Query results change after adding index to UTF-16be database
(1) By Rashad Sookram (rsookram) on 2025-01-31 03:30:31 [source]
PRAGMA encoding = 'UTF-16be';
CREATE TABLE Example(word TEXT NOT NULL);
CREATE INDEX Example_word on Example(word);
INSERT INTO Example VALUES('み');
SELECT * FROM Example WHERE word GLOB 'み*';
In the example above, no rows were returned for the query, but I expected the 'み' row to be returned. I thought that the query would be equivalent to the following:
SELECT * FROM Example WHERE word >= 'み' AND word < 'む';
This query returned the row as expected however, so it looks like something went wrong for the GLOB
query. This problem only happens when using UTF-16be and having an index on the column being searched. If either a different encoding is used for the database, or the index isn't added, the GLOB
works as expected.
Seen in SQLite version 3.46.1 on Linux. I also tried on a recent commit and it was the same there.

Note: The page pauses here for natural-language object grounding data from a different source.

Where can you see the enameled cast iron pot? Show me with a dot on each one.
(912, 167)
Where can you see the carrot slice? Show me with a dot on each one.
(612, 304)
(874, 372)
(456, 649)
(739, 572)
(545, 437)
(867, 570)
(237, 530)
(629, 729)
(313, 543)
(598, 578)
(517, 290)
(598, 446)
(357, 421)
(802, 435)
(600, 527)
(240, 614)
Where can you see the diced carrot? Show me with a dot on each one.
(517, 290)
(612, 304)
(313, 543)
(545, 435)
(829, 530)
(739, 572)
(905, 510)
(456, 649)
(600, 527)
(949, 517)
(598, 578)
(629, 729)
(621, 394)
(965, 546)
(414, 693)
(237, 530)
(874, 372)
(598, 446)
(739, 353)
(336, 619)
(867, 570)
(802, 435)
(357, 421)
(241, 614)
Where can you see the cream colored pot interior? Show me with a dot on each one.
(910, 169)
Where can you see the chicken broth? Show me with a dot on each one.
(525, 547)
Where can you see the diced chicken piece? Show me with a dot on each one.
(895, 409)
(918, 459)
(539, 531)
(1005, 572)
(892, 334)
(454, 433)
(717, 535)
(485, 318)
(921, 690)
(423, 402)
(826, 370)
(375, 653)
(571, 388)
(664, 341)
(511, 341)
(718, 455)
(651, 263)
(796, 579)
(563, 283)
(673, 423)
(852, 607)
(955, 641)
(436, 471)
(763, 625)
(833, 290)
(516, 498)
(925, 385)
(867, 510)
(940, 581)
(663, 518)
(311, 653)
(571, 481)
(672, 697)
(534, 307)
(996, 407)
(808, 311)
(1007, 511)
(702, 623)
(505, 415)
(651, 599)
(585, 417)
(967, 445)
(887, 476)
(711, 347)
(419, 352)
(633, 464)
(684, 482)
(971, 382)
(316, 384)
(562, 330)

(2) By Bo Lindbergh (_blgl_) on 2025-01-31 12:44:09 in reply to 1 [link] [source]
Here's the bug: SQLite generates the upper bound of the range by incrementing the last byte of the UTF-8 representation of the prefix. This generates garbage when that last byte is x'BF'
, but the garbage still works as long as the database uses UTF-8.
'み'
in UTF-8 is x'E381BF'
.
(3) By Dan Kennedy (dan) on 2025-01-31 15:56:28 in reply to 2 [link] [source]
(4) By Rashad Sookram (rsookram) on 2025-01-31 16:08:57 in reply to 3 [link] [source]
Thanks! I built the latest code and it works for me too.